アリサは緑茶には馴染みがないらしく、アサギの入れた緑茶を一口飲んで渋い顔をしていた。
やはりこちらでは紅茶のほうがメジャーだ。
だが紅茶はレイニーに入れてもらうのが一番なため、自分で作る場合はやはり緑茶に限る。
日本人だしな。
のんびりしているとそこに買い出しに行っていたレイニーが帰ってきた。
荷物を大量にぶら下げている。
「ただいま」
「よう、お帰り。遅かったな」
「買うものが多かったんだから当然でしょ。貴方、少しは配慮しなさいよね」
レイニーの後ろからナナギが顔を出した。
彼女も大量の紙袋をぶら下げている。
「あれ、ナナギ? お前も一緒か。出張はもう終わったのか?」
「ええ、今日!帰ってきたところよ。本当は午後は休みの予定だったのに…」
よくよく見れば以前来た時と違って今日は仕事服を着ていた。
一見執事服のようなその仕事着は凛々しいイメージのナナギに非常によく似合っている。
ナナギはウフフフとを頬を引き攣らて笑った。
「ずいぶん楽しくやってたみたいじゃない。
おかげでこっちは仕事が増えたわ。」
「は? なんで商工会の仕事が増えるんだよ」
「アトラスが商工会に相談が来たそうよ。エッジの件で」
今日の午前中、唐突にアトラスの重役が商工会に訪問した。
どういうわけか危険人物のエッジの足が治ったらしいので今後の対応策を相談したい。とそういう内容だったらしい。

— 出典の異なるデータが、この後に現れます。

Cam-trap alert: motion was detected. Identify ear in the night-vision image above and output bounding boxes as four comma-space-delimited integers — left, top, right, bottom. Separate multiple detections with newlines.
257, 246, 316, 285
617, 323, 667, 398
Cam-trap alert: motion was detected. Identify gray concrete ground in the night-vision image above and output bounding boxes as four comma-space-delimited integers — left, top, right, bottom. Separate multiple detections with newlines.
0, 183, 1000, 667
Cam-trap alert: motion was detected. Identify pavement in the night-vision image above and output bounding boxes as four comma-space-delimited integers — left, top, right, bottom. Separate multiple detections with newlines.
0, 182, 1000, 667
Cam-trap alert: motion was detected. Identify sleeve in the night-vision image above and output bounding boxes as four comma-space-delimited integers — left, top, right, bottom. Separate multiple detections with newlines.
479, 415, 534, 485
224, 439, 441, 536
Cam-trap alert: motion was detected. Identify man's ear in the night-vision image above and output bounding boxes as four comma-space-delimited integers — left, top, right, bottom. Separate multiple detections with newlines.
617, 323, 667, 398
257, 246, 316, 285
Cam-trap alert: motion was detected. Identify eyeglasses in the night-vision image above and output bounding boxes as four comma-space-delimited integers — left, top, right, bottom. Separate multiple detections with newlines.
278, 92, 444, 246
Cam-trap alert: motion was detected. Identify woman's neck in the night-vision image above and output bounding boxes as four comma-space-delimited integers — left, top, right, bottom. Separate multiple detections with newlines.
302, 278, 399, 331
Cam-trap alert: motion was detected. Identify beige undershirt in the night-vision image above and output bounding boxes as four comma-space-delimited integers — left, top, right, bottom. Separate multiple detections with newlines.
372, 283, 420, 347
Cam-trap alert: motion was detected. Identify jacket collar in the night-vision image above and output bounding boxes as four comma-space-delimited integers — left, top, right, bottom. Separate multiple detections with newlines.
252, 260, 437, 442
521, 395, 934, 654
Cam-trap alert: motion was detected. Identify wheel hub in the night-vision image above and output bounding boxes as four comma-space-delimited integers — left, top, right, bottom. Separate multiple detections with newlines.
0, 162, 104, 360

今まではエッジには近づくな!というのが基本対応であった。近寄らなければ足が悪いエッジには手の加えようが無かったのだ。
だが、今後は違う。
そのため、今後は商工会と連携して被害がでないように対応していきたい。
具体的には逐一彼の位置を把握しておき、問題が起こった時にすぐに対処できるようにしておいきたい。
また可能であればなんとか街から追い出したいが何か方法はないだろうか。
といったそんな相談であった。
商工会は初めエッジの足が治ったという話を信じなかった。
一年以上も患っていた足が、治るわけがないと。
だが、事情を聞くと例によってあのアサギ・シロガネの名前が上がってきたではないか。商工会は以前アサギと揉めたことがあるため(主にナナギのせいだが)彼の得体のしれなさは重々承知している。
これは商工会でも把握しておく必要がある。
さしあたっては直接本人に聞いておくべきであろう、とそういう話になった。
しかし、相手はアサギ・シロガネ。
商工会のメンバーはアサギに関わると面倒事になると経験上わかっていた。
じゃあ誰が確認に行くのか。
そういう話になったところでタイミング良くナナギは出張から帰ってきた。
あの店はナナギさんの担当みたいなものだから。
良かったな。仕事中にレイニーに会えるぞ!あっはっは!
流石会長!私達にできない仕事をやってくれる!
レイニーちゃんによろしく~!
出張から帰ってきたばかりで疲れているというのに商工会のメンバーはナナギに仕事を押し付けてきたのだ。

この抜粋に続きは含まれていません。